Following her subpoena and testimony, Consolati received a downgraded annual discipline and performance evaluation, though she had consistently met, if not exceeded, standards in previous years, according to the lawsuit.
“Plaintiff’s whistleblower activities were a motivating reason behind (management’s) adverse employment actions,” the lawsuit reads.
Consolati said Wednesday that she has nothing to add beyond what the lawsuit states and referred a reporter to her attorney, Bradley Gage.
Gage said Consolati’s supervisors put Consolati directly in harm’s way in order to silence her criticism of the hospital’s release of patients.

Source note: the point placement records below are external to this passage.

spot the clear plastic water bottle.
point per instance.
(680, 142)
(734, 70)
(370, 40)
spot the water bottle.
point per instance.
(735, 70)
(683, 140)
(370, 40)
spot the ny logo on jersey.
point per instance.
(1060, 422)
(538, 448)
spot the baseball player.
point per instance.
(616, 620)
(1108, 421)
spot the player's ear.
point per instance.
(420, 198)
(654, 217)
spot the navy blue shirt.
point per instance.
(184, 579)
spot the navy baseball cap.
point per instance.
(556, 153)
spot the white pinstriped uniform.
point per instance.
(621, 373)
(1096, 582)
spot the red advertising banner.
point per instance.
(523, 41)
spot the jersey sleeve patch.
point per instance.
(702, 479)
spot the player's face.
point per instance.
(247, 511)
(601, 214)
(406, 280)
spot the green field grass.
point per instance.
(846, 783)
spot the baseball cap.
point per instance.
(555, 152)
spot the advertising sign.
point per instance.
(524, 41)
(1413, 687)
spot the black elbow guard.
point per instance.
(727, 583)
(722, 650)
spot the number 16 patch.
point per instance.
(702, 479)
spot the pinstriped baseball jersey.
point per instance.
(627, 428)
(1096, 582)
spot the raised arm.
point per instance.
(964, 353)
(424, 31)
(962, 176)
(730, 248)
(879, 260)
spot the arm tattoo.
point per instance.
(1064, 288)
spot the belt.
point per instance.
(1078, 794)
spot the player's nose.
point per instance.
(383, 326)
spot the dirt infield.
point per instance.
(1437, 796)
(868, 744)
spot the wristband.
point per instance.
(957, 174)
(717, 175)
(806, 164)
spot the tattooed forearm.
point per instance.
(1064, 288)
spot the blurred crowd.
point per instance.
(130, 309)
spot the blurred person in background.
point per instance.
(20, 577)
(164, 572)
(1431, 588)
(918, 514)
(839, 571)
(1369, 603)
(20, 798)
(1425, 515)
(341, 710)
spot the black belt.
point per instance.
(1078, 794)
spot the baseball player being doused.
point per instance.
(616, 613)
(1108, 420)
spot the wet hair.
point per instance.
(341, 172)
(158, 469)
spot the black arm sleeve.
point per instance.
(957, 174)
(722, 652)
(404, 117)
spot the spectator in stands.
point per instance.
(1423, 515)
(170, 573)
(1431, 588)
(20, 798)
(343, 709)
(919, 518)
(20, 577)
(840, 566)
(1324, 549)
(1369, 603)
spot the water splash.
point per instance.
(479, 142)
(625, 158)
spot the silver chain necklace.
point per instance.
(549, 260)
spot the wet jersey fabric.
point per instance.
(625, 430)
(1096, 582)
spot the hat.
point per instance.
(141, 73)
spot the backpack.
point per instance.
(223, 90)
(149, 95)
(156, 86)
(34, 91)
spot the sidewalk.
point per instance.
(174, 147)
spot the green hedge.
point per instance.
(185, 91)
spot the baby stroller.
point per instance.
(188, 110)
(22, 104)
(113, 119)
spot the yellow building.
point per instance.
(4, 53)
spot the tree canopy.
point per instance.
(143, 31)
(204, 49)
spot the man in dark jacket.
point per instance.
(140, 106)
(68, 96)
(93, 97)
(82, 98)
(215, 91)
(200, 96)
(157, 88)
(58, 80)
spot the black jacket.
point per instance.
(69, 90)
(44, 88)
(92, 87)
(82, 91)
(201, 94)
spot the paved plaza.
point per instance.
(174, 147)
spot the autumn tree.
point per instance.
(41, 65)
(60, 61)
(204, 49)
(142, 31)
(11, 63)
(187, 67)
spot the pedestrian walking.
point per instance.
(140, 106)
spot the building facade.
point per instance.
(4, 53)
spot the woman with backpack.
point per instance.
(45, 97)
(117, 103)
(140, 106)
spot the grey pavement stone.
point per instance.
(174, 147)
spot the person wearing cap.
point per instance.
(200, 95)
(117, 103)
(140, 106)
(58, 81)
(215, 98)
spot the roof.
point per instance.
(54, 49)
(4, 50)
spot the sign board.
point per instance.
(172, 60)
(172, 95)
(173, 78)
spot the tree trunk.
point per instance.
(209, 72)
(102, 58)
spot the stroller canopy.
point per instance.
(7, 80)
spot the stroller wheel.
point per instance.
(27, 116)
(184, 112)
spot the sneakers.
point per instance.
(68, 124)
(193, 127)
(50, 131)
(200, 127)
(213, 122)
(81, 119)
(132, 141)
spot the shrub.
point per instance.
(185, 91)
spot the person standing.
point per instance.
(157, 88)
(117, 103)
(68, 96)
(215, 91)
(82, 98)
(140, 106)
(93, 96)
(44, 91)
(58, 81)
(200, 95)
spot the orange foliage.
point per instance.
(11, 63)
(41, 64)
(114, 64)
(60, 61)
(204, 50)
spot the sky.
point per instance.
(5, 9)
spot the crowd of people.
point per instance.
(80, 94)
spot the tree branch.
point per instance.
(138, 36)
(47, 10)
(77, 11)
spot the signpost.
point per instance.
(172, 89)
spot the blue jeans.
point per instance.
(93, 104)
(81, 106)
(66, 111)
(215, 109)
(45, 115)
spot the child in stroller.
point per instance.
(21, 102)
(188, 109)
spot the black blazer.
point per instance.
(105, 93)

“It’s unconscionable to intentionally put an employee into a potentially dangerous situation knowing that employee would likely be hurt or killed,” Gage said. “Their goal should be to provide for the safe and effective treatment of patients, but also to protect the community from individuals that it would be unsafe to release because of very real mental, emotional and medical problems.”
Consolati is not alone in her criticism of Atascadero State Hospital.
In 2006, under threat of a federal lawsuit for alleged violations of the Civil Rights of Institutionalized Persons Act, the hospital was placed under federal oversight, which ended in November 2011.
In May 2014, a report — filed in U.S. District Court by a court monitor as part of a then-ongoing lawsuit against the state — found that after federal oversight ended at ASH, psychiatric staffing levels and patients’ access to group and individual therapy dropped.
The hospital was singled out among other state institutions for discharging some patients prematurely based on their length of stay rather than their mental readiness. Moreover, psychiatrists feared reprisal from administrators if they did not approve a patient’s discharge, the report reads.
“In my mind, Amy is a victim because she was trying to do the right thing, and employers don’t have the right to make their employees victims when they’re trying to protect their community,” Gage said.
A hearing for Consolati’s civil suit has not yet been scheduled, according to court records.